Du bist der Einzige, der ihr helfen kann. Sorge für sie, noch mehr als zuvor, darum bitte ich dich.«
    »Ja, Herrin, Ihr wisst, dass ich es tun werde. Ich hätte es ohnehin getan.«
    Lebitha streichelte ihm über eine Wange. »Dich auszuwählen, mich auf dich zu verlassen, war vielleicht die beste Entscheidung meines Lebens.«
    Saiph führte sich Lebithas Hand an die Stirn und schloss die Augen.

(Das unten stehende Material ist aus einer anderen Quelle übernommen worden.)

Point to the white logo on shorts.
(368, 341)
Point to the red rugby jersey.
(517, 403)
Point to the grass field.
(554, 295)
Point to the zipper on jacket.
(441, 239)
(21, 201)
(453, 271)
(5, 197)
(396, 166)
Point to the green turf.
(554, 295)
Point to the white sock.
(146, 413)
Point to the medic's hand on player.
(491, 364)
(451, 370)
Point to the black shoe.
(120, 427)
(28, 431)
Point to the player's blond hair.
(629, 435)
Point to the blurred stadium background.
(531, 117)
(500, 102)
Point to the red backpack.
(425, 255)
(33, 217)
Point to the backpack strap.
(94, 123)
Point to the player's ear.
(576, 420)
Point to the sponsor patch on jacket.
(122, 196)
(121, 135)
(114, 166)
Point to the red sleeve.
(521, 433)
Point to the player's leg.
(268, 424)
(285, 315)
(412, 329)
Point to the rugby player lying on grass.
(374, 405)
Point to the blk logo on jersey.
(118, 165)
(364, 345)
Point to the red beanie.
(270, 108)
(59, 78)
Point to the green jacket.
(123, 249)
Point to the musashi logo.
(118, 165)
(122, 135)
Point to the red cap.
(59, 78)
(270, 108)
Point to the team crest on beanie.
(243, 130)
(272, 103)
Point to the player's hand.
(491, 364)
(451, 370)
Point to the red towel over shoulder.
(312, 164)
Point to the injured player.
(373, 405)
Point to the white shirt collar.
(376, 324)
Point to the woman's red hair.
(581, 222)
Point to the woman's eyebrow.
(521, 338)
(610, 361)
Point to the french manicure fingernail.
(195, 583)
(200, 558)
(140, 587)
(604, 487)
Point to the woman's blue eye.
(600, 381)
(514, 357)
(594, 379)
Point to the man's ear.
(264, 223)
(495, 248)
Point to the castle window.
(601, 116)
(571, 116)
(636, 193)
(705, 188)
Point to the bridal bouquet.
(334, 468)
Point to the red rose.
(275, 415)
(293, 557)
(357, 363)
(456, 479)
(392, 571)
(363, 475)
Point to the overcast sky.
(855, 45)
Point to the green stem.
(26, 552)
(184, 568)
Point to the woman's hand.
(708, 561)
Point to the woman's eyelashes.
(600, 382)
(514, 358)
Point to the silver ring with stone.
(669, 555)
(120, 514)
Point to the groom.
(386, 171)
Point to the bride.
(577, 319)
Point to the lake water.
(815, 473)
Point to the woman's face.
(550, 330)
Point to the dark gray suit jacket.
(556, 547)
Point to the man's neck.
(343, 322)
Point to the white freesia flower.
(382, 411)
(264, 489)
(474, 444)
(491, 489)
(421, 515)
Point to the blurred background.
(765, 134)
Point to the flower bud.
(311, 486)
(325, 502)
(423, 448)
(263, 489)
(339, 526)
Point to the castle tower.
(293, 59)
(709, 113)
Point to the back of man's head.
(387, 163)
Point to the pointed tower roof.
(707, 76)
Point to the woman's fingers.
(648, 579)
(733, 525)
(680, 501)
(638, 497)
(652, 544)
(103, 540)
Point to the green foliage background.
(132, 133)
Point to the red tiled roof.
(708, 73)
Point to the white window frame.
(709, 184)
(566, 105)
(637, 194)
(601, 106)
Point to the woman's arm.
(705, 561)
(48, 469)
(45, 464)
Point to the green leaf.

    In diesem Moment erwachte die Priesterin in ihrem Sessel. Während der Sklave sich rasch von Lebitha zurückzog, richtete sich die Frau eilig auf und gab vor, niemals eingenickt zu sein. Mit strenger Miene und dem Eifer desjenigen, der weiß, eine Pflicht vernachlässigt zu haben, schaute sie die beiden an.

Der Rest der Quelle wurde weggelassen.